Welcome to the Nexus of Ethics, Psychology, Morality, Philosophy and Health Care

Welcome to the nexus of ethics, psychology, morality, technology, health care, and philosophy

Friday, July 8, 2022

AI bias can arise from annotation instructions

K. Wiggers & D. Coldeway
Originally posted 8 MAY 22

Here is an excerpt:

As it turns out, annotators’ predispositions might not be solely to blame for the presence of bias in training labels. In a preprint study out of Arizona State University and the Allen Institute for AI, researchers investigated whether a source of bias might lie in the instructions written by dataset creators to serve as guides for annotators. Such instructions typically include a short description of the task (e.g., “Label all birds in these photos”) along with several examples.

The researchers looked at 14 different “benchmark” datasets used to measure the performance of natural language processing systems, or AI systems that can classify, summarize, translate and otherwise analyze or manipulate text. In studying the task instructions provided to annotators that worked on the datasets, they found evidence that the instructions influenced the annotators to follow specific patterns, which then propagated to the datasets. For example, over half of the annotations in Quoref, a dataset designed to test the ability of AI systems to understand when two or more expressions refer to the same person (or thing), start with the phrase “What is the name,” a phrase present in a third of the instructions for the dataset.

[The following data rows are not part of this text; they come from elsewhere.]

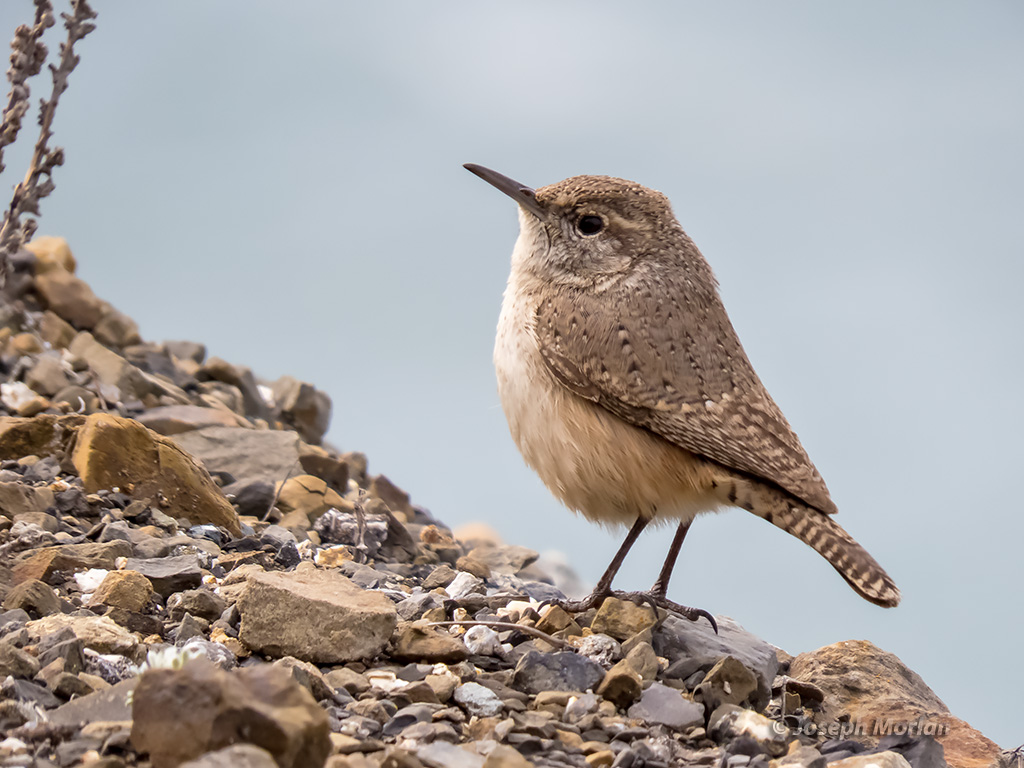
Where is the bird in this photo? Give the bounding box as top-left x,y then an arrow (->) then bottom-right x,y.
464,163 -> 901,628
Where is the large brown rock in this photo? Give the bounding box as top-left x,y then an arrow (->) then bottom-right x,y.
237,567 -> 396,663
26,612 -> 138,656
0,481 -> 55,517
12,540 -> 132,584
70,412 -> 241,535
275,474 -> 349,525
0,414 -> 84,461
130,660 -> 330,768
790,641 -> 1001,768
34,269 -> 104,328
391,622 -> 470,664
26,235 -> 77,274
2,578 -> 60,617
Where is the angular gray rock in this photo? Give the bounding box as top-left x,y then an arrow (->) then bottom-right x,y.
123,555 -> 203,598
272,375 -> 332,445
171,426 -> 305,493
511,650 -> 605,694
655,614 -> 779,707
47,678 -> 138,726
627,682 -> 704,730
137,405 -> 243,436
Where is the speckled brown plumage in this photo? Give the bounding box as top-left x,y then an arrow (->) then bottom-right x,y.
469,164 -> 900,612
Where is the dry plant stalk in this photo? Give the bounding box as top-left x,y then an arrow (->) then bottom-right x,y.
0,0 -> 96,287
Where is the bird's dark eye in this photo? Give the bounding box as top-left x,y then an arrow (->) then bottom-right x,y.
576,214 -> 604,236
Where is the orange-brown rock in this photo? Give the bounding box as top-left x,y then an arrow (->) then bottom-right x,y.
26,235 -> 77,274
790,641 -> 1001,768
275,474 -> 349,525
91,569 -> 154,612
34,269 -> 105,329
130,660 -> 330,768
0,414 -> 85,461
71,413 -> 241,535
11,540 -> 132,584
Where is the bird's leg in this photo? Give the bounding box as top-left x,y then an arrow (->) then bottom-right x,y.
548,516 -> 717,633
650,520 -> 691,597
551,515 -> 649,613
616,519 -> 718,633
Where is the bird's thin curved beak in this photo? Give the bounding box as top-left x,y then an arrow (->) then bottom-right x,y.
464,163 -> 545,219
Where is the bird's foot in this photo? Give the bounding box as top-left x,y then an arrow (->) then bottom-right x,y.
613,591 -> 718,634
544,587 -> 628,615
544,590 -> 717,633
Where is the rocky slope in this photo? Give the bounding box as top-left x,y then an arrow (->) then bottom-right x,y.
0,238 -> 1012,768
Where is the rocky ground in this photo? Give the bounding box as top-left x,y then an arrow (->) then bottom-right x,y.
0,238 -> 1014,768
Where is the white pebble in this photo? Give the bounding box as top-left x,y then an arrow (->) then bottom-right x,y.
577,633 -> 622,668
463,625 -> 503,657
445,571 -> 484,599
453,681 -> 503,718
74,568 -> 109,593
0,382 -> 36,410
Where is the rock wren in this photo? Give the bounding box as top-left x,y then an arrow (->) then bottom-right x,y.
465,163 -> 900,624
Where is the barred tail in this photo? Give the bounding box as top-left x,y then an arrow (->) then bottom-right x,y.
722,477 -> 901,608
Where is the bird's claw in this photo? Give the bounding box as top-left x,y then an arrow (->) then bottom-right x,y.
543,590 -> 718,634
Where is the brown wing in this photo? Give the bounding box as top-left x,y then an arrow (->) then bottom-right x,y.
534,260 -> 837,515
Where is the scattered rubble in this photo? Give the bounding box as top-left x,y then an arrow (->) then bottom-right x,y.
0,239 -> 1009,767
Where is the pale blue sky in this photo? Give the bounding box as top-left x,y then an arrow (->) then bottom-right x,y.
3,1 -> 1021,748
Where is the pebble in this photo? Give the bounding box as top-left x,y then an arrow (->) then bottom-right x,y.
578,633 -> 623,668
454,682 -> 504,718
392,623 -> 470,664
627,682 -> 704,730
463,625 -> 505,657
512,650 -> 605,694
708,704 -> 789,757
445,571 -> 486,599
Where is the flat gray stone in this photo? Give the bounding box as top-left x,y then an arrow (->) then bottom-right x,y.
512,650 -> 604,694
124,555 -> 202,597
172,426 -> 305,493
627,682 -> 704,730
48,677 -> 138,726
138,405 -> 242,436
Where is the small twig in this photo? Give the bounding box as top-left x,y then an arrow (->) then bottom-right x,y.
425,620 -> 573,650
0,0 -> 52,173
0,0 -> 96,283
261,458 -> 301,522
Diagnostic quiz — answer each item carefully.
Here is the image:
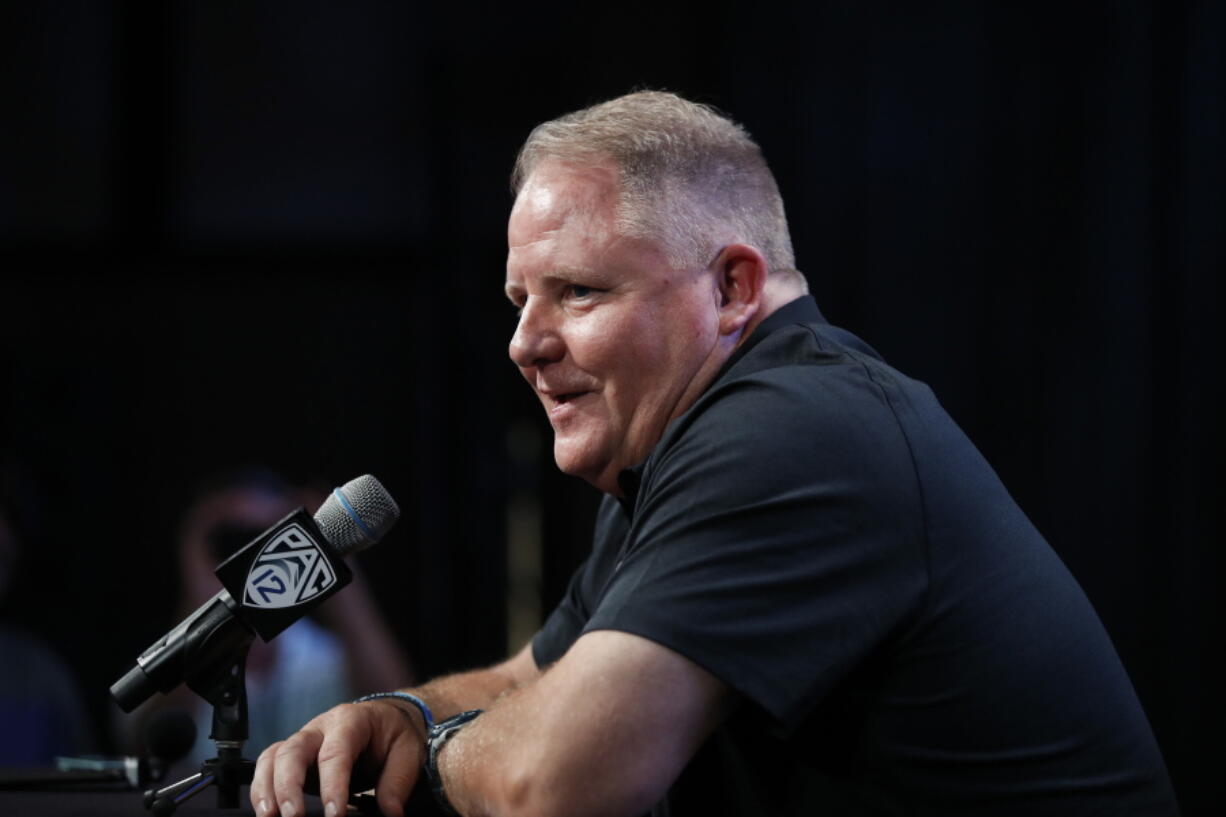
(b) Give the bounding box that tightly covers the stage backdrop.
[1,2,1221,812]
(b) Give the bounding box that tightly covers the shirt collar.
[714,295,823,381]
[615,295,823,506]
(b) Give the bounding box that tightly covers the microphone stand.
[113,496,381,814]
[143,630,256,815]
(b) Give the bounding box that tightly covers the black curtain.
[1,2,1221,812]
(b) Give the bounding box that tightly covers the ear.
[711,243,768,337]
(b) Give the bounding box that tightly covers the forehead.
[509,161,620,245]
[506,160,677,294]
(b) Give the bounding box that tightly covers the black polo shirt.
[533,296,1178,816]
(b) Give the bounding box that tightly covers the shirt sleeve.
[532,561,589,669]
[582,364,929,730]
[532,495,628,669]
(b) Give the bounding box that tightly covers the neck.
[739,274,806,345]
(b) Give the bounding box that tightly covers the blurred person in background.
[0,505,94,765]
[116,469,412,764]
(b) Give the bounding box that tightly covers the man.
[251,92,1178,817]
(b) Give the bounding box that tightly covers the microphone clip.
[143,650,254,816]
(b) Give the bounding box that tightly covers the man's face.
[506,161,724,495]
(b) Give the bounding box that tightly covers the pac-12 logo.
[242,524,337,609]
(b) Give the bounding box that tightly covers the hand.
[250,699,427,817]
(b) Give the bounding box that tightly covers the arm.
[250,642,540,817]
[252,630,730,817]
[440,630,732,817]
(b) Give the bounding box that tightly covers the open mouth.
[554,392,586,405]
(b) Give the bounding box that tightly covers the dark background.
[1,1,1221,812]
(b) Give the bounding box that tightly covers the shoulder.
[649,335,918,499]
[623,322,933,560]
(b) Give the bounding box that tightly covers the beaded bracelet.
[353,691,435,730]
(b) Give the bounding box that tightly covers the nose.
[508,297,565,369]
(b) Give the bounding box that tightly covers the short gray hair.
[511,91,797,275]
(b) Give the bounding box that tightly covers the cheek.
[567,311,651,371]
[658,299,717,371]
[683,308,714,347]
[568,294,714,399]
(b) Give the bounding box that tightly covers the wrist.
[353,691,434,740]
[425,709,484,816]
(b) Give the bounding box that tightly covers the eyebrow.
[504,270,603,302]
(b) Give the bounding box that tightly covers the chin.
[552,438,609,487]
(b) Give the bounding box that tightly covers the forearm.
[433,685,537,817]
[398,658,527,724]
[432,632,730,817]
[437,682,668,817]
[250,644,541,817]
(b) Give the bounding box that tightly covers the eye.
[565,284,598,299]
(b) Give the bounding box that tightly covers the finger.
[250,741,284,817]
[315,706,371,817]
[271,727,325,817]
[374,729,425,817]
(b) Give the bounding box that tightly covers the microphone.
[110,475,400,714]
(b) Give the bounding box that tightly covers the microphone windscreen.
[145,708,197,763]
[314,475,400,556]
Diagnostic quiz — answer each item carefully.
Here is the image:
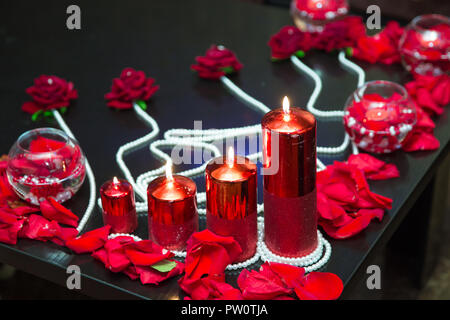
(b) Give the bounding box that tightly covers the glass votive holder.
[399,14,450,76]
[291,0,349,32]
[343,81,417,154]
[6,127,86,205]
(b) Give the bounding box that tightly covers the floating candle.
[399,14,450,75]
[205,147,257,263]
[147,163,198,251]
[100,177,137,233]
[262,97,318,258]
[343,80,417,153]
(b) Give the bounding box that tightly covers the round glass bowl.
[291,0,348,32]
[343,81,417,154]
[6,127,86,205]
[399,14,450,76]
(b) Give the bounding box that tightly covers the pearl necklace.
[52,110,96,232]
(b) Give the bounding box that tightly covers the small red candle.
[205,147,257,263]
[100,177,138,233]
[262,97,317,258]
[147,163,198,251]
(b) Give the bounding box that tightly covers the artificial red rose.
[347,153,399,180]
[65,225,111,253]
[183,229,242,280]
[268,26,312,60]
[191,45,243,80]
[352,21,403,65]
[180,274,242,300]
[105,68,159,109]
[405,74,450,116]
[21,75,77,115]
[40,197,79,227]
[313,16,366,52]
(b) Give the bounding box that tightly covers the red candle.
[205,147,257,263]
[147,164,198,251]
[262,97,317,258]
[100,177,138,233]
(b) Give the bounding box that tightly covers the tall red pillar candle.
[100,177,138,233]
[147,164,198,251]
[262,97,317,257]
[206,147,257,263]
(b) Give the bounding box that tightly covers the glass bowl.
[343,81,417,154]
[291,0,348,32]
[6,127,86,205]
[399,14,450,75]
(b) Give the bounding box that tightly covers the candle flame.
[226,146,235,168]
[165,162,174,182]
[113,176,119,184]
[283,96,290,121]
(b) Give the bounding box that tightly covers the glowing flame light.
[283,96,290,121]
[226,146,235,168]
[165,162,174,182]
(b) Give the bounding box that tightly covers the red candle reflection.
[206,147,257,263]
[147,163,198,251]
[262,97,317,258]
[100,177,138,233]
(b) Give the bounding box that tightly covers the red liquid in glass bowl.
[399,14,450,76]
[291,0,349,32]
[343,81,417,154]
[6,128,86,205]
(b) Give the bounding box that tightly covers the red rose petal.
[295,272,343,300]
[66,225,111,254]
[40,198,79,227]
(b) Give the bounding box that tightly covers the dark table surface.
[0,0,449,299]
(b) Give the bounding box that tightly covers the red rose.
[21,75,78,115]
[191,45,243,80]
[352,21,404,65]
[313,16,366,52]
[268,26,312,60]
[105,68,159,110]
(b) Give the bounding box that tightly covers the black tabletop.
[0,0,449,299]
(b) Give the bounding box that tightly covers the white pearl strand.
[93,54,368,270]
[52,110,96,232]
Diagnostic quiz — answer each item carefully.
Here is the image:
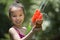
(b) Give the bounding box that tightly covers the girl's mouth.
[15,21,21,24]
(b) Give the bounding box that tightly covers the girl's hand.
[35,19,43,28]
[32,19,43,31]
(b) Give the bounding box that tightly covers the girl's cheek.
[21,16,24,20]
[11,17,16,21]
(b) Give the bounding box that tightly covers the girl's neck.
[13,25,22,29]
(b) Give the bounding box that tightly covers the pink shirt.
[13,27,25,38]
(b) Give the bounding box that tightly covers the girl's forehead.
[10,7,24,15]
[11,7,22,12]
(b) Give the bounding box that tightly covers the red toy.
[32,9,43,23]
[32,9,43,28]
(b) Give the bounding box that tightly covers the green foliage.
[0,0,60,40]
[38,0,60,40]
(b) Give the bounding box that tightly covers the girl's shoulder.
[22,27,27,33]
[22,27,27,30]
[21,27,27,35]
[9,27,27,32]
[9,27,18,34]
[9,27,15,30]
[9,27,15,33]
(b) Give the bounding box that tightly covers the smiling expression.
[10,7,24,27]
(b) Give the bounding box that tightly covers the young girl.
[8,2,43,40]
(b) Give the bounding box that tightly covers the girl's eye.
[19,15,22,16]
[12,15,17,17]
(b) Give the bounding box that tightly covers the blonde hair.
[9,3,25,17]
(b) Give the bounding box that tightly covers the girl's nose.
[16,17,20,20]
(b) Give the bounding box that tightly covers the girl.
[8,2,43,40]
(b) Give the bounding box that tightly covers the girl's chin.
[14,24,21,26]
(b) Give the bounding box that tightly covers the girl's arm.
[22,19,43,40]
[22,27,35,40]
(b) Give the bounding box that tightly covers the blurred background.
[0,0,60,40]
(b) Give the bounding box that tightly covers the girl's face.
[10,7,24,27]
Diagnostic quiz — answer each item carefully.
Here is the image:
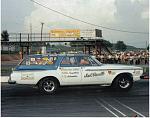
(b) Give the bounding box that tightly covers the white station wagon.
[8,54,143,94]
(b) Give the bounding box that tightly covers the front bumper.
[8,77,16,84]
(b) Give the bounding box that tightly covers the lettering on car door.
[78,56,105,83]
[59,56,82,83]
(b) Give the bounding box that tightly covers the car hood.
[100,64,143,70]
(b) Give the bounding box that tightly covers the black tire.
[112,74,133,91]
[38,78,58,94]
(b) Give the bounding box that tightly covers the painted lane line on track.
[95,99,119,117]
[114,99,146,117]
[99,98,127,117]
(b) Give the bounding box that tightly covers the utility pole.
[40,22,45,54]
[30,22,32,41]
[27,34,30,55]
[41,22,44,41]
[19,33,23,60]
[145,40,149,52]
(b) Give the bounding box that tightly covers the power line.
[30,0,149,35]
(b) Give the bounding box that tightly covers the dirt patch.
[1,54,20,61]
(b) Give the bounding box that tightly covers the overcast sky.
[1,0,149,48]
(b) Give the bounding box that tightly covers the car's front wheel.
[112,74,133,91]
[38,78,58,94]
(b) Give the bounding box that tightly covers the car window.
[60,56,77,67]
[78,56,92,66]
[20,56,57,65]
[20,57,30,65]
[88,57,99,66]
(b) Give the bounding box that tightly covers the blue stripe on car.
[15,65,58,71]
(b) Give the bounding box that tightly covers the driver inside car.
[80,58,90,65]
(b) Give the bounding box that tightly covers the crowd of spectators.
[96,50,149,65]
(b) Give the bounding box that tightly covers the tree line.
[1,30,9,41]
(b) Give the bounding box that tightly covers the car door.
[58,56,82,84]
[78,56,105,84]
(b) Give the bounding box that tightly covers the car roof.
[27,54,90,57]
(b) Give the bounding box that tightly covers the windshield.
[91,56,102,65]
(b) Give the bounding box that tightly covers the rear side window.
[60,56,78,67]
[20,56,57,65]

The phenomenon, which the researchers call “instruction bias,” is particularly troubling because it suggests that systems trained on biased instruction/annotation data might not perform as well as initially thought. Indeed, the co-authors found that instruction bias overestimates the performance of systems and that these systems often fail to generalize beyond instruction patterns.

The silver lining is that large systems, like OpenAI’s GPT-3, were found to be generally less sensitive to instruction bias. But the research serves as a reminder that AI systems, like people, are susceptible to developing biases from sources that aren’t always obvious. The intractable challenge is discovering these sources and mitigating the downstream impact.